One has to laugh

Posted by Jim Jagielski on Thursday, August 23. 2007 in Programming

I saw this link on Sanjiva's blog which was titled Building distributed systems is hard, in which I agree 100%. But when I read the following statement from Stefan, who is summarizing a blog post from Dan Diephouse, I couldn't help but laugh: building your own protocol using Web services is a lot easier than understanding and using HTTP correctly. Huh? Are there simpler protocols than HTTP? For sure. But is it really easier to "build" your own, which hopefully has at least a small fraction of the capability of HTTP, than to take some time and understand, well, the protocol being used by the web after all? And doesn't HTTP have almost universal acceptance? Don't people build and use HTTP clients every day? Web services are supposed to be used after all, aren't they? And do we really need yet another protocol simply because one can't be bothered to "understand and use HTTP correctly"? Good thing that Stefan understands all this, since he finishes up with which IMO means that investing the time and effort to learn and apply RESTful HTTP is an investment that pays off very quickly.
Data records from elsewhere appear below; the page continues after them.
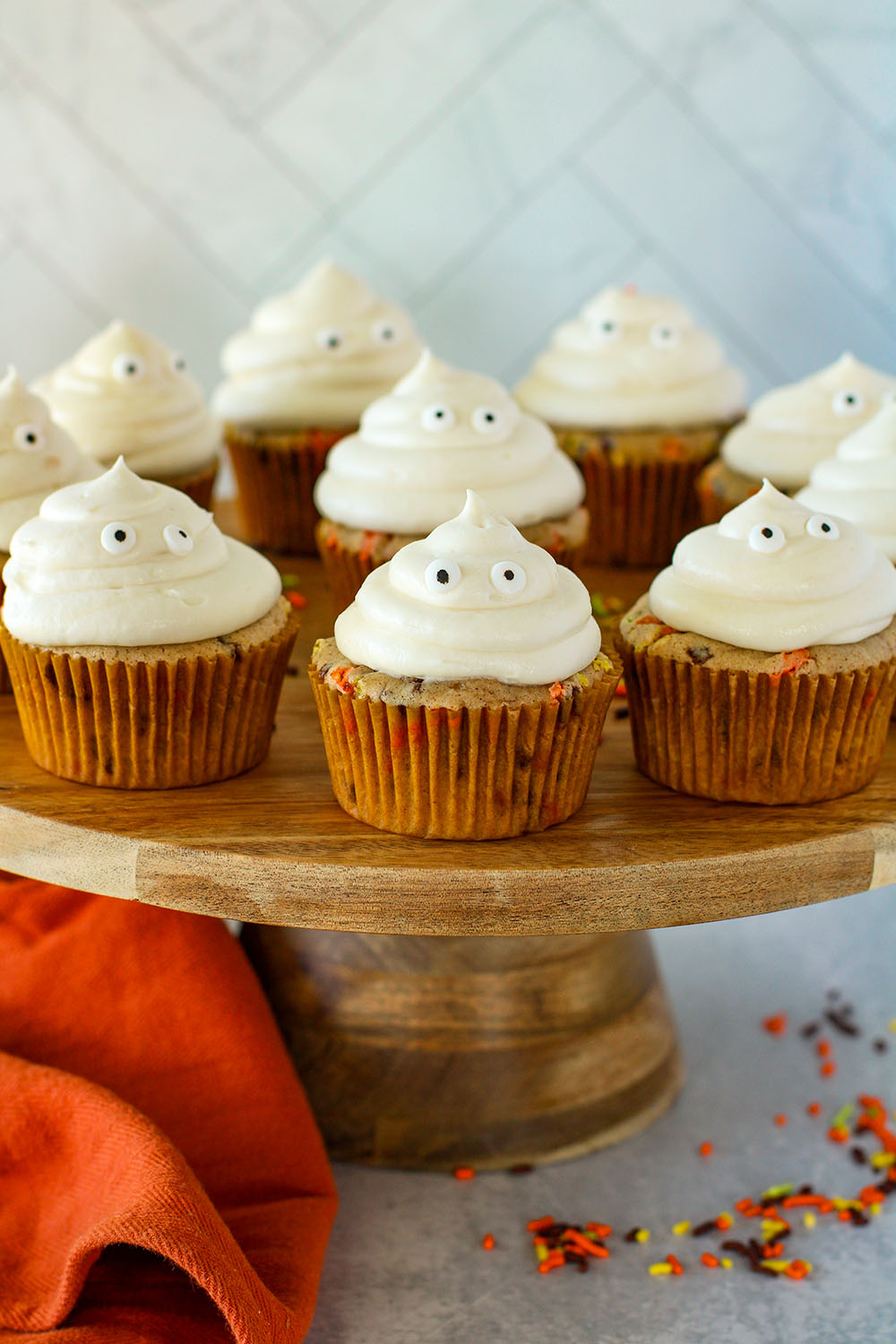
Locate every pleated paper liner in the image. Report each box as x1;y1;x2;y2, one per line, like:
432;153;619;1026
224;425;358;556
0;602;297;789
555;422;731;566
309;666;616;840
618;639;896;804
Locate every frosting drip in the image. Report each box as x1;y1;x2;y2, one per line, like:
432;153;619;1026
35;322;220;478
516;287;745;429
334;491;600;685
721;354;896;491
212;261;420;429
314;351;584;535
0;368;99;551
3;459;280;648
650;481;896;653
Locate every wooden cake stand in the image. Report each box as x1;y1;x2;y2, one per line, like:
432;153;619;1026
0;561;896;1168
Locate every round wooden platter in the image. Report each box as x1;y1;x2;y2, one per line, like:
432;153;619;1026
0;543;896;935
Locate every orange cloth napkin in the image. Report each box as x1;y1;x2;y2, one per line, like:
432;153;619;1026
0;875;336;1344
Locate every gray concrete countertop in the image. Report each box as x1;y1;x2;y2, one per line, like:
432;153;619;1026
307;874;896;1344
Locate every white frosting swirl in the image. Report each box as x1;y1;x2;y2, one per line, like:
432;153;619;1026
3;459;280;648
314;351;584;535
797;401;896;562
516;285;745;429
650;481;896;653
0;367;99;551
212;261;420;429
721;354;896;491
334;491;601;685
35;322;220;478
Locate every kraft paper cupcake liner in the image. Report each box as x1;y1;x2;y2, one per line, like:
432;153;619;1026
224;425;356;556
309;666;616;840
0;620;296;789
618;639;896;804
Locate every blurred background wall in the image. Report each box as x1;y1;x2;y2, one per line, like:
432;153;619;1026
0;0;896;392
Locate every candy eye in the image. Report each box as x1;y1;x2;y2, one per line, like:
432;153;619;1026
99;523;137;556
492;561;525;593
420;402;457;430
747;523;788;556
12;425;47;453
650;323;681;349
314;327;345;355
831;387;866;416
423;561;462;593
161;523;194;556
111;355;146;383
806;513;840;542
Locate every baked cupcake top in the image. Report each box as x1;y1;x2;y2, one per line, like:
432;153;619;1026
721;354;896;491
334;491;601;685
797;401;896;562
516;285;745;429
314;349;584;535
650;481;896;653
3;459;280;648
212;261;420;429
0;367;99;551
35;322;220;478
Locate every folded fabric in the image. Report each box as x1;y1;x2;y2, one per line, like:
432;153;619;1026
0;875;336;1344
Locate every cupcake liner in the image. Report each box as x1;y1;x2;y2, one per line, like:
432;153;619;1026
309;666;616;840
555;424;729;566
618;639;896;804
224;425;356;556
0;620;296;789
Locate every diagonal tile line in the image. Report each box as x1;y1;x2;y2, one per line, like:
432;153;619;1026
407;74;653;308
0;39;253;303
570;163;788;383
742;0;896;159
582;0;891;335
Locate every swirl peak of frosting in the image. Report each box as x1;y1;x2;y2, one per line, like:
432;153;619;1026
334;491;600;685
3;457;280;648
314;349;584;535
212;261;420;427
0;366;99;551
35;322;220;478
650;481;896;653
721;352;896;489
516;285;745;429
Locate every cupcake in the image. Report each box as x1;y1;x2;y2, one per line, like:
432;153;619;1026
697;354;896;523
314;351;589;610
0;459;296;789
309;491;618;840
516;285;745;566
35;322;220;508
0;368;99;693
212;261;420;556
618;481;896;804
797;401;896;562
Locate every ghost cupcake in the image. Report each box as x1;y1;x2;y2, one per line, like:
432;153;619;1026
797;401;896;564
35;322;221;508
314;351;589;610
0;367;99;693
309;491;618;840
618;481;896;804
697;354;896;523
516;285;745;566
0;459;296;789
212;261;420;556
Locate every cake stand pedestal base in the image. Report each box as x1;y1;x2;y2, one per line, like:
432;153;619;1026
242;925;681;1169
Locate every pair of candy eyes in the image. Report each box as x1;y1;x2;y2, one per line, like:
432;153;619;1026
423;559;525;594
314;323;401;355
99;523;194;556
747;513;840;556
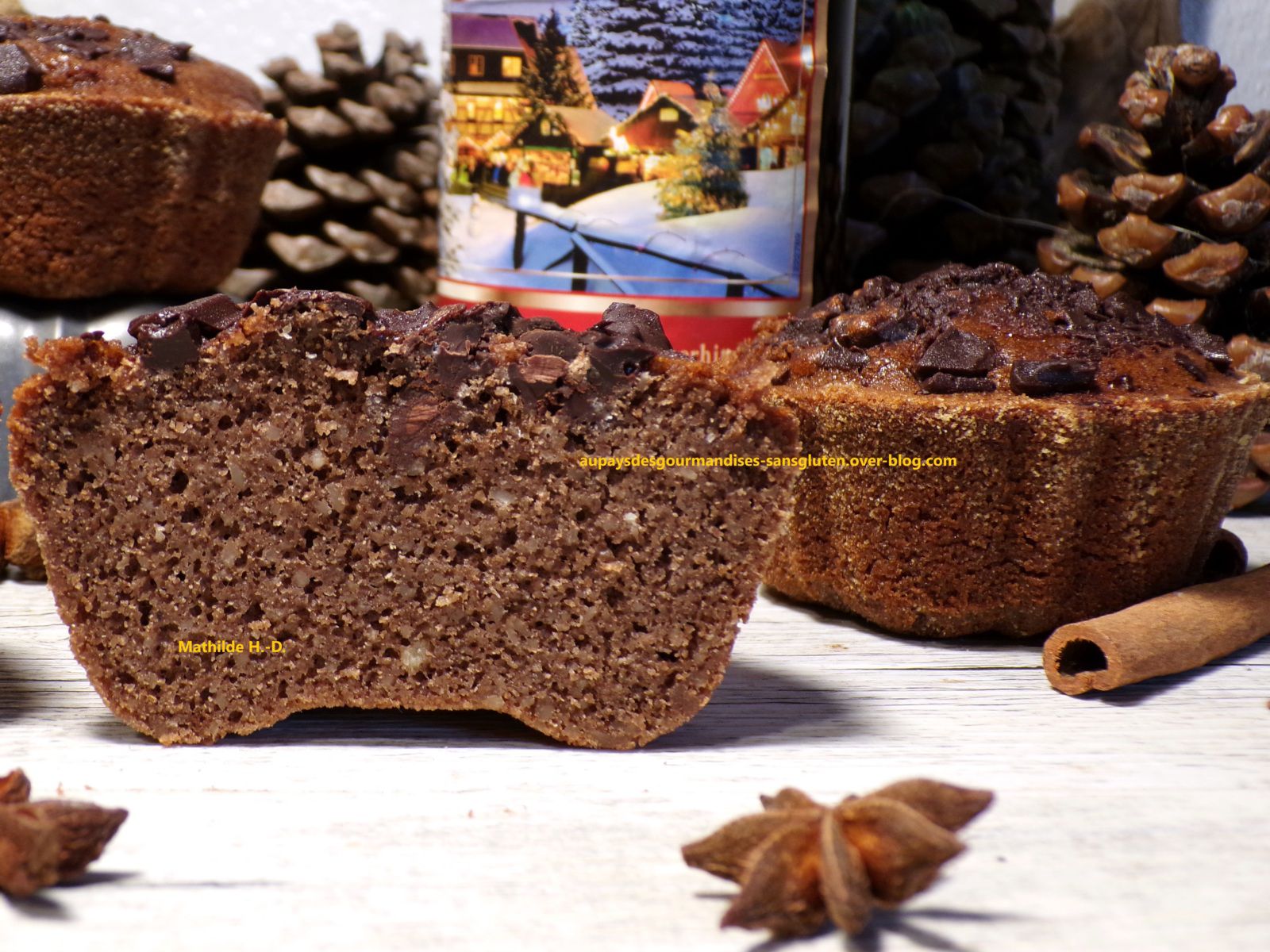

So it looks like he sees the light. Yeah, you might be able to create a simpler protocol, but you've given away way too much when you do that. People claim a common issue with WS is that it "ignores" the web; but it hardly does any good dismissing it, as if HTTP is a set of shackles, rubbing you raw. Why even bother calling it Web Services anymore. Just call it Network Services and be done with it. And if it's hard to do something architecturally logical (like create a web service using the web) in Java, then maybe it's either time to look at another language, or look at dropping all that nasty "overhead" that makes it hard.